Liang Emily, Rastegar Mandana
University of California Los Angeles David Geffen School of Medicine, Los Angeles, California, USA.
Department of Medicine, University of California Los Angeles David Geffen School of Medicine, Los Angeles, California, USA.
BMJ Case Rep. 2018 Apr 24;2018:bcr-2017-223870. doi: 10.1136/bcr-2017-223870.

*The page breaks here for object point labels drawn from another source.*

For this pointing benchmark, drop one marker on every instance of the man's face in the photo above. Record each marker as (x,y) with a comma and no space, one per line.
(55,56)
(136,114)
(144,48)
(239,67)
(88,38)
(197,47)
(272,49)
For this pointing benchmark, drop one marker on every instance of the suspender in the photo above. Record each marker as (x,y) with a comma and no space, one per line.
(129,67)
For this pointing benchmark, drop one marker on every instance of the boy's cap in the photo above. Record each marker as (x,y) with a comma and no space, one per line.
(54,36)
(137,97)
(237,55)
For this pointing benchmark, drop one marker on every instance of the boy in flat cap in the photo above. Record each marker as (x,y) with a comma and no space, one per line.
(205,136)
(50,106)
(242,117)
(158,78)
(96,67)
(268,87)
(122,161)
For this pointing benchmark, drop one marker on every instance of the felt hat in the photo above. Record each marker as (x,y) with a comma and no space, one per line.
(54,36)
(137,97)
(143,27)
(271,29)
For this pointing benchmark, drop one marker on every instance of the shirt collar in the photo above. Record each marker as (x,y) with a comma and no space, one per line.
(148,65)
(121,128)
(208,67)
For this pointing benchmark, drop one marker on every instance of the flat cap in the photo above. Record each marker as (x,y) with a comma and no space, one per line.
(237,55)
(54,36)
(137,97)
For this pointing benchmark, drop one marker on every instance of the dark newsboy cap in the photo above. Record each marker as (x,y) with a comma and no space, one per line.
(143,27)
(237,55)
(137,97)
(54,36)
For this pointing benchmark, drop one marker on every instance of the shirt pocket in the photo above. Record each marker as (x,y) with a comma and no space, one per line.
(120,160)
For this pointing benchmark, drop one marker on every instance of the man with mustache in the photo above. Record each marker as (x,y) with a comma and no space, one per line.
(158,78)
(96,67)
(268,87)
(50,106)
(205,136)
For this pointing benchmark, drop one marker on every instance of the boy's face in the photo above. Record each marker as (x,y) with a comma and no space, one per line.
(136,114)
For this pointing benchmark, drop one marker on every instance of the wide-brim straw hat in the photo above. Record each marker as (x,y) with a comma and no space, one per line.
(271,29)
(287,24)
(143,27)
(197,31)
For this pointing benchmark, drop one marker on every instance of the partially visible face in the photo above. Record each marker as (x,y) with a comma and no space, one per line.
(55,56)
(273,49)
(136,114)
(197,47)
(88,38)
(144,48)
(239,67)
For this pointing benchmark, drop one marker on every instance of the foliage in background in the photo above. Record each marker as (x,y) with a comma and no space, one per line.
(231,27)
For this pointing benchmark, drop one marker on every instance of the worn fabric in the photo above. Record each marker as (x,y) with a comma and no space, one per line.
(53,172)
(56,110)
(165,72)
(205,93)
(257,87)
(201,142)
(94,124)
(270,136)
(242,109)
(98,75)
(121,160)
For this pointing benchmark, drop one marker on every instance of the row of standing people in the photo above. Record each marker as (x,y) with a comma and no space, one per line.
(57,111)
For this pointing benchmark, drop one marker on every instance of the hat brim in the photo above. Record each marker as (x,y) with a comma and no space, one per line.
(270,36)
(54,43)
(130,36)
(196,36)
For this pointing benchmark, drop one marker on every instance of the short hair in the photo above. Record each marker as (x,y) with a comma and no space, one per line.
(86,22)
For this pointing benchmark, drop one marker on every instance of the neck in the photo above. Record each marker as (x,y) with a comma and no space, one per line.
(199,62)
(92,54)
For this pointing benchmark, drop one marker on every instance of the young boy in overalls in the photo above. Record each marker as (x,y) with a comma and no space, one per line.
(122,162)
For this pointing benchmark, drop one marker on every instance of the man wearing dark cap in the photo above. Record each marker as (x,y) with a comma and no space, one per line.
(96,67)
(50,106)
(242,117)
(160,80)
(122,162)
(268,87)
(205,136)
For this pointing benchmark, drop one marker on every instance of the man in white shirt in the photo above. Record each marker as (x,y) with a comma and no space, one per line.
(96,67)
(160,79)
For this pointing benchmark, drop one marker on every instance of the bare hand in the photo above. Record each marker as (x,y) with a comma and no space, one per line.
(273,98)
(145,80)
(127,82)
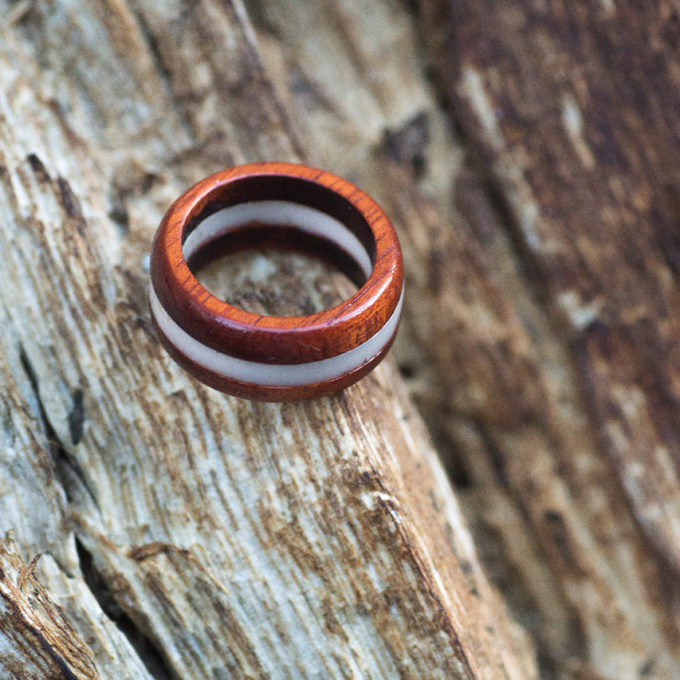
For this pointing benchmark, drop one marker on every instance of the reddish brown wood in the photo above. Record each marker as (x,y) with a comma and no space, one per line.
(274,339)
(245,390)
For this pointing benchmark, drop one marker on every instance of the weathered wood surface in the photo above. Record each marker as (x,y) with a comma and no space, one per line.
(529,168)
(222,538)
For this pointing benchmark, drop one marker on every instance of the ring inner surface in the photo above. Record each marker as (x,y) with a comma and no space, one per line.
(281,225)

Immune-mediated necrotising myopathy (IMNM) is a type of inflammatory myopathy characterised by acute or subacute severe proximal muscle weakness, significantly elevated creatine kinase levels, and prominent myofibre necrosis and regeneration with little or no inflammation. A subtype of IMNM identified by anti-HMG-CoA reductase (HMGCR)antibodies has been shown to be associated with statin exposure. Treatment of IMNM consists of immunosuppression with steroids, steroid-sparing agents, intravenous immune globulin and/or biologics. We present here a case of anti-HMCGR-associated IMNM and review the pathophysiology, diagnosis and treatment to increase physician awareness of this rare and debilitating condition.
免疫介导的坏死性肌病(IMNM)是一种炎性肌病,其特征为急性或亚急性严重近端肌无力、肌酸激酶水平显著升高,以及明显的肌纤维坏死和再生,炎症轻微或无炎症。已证明由抗3-羟基-3-甲基戊二酰辅酶A还原酶(HMGCR)抗体识别的IMNM亚型与他汀类药物暴露有关。IMNM的治疗包括使用类固醇、类固醇替代药物、静脉注射免疫球蛋白和/或生物制剂进行免疫抑制。我们在此报告一例抗HMGCR相关的IMNM病例,并回顾其病理生理学、诊断和治疗方法,以提高医生对这种罕见且使人衰弱疾病的认识。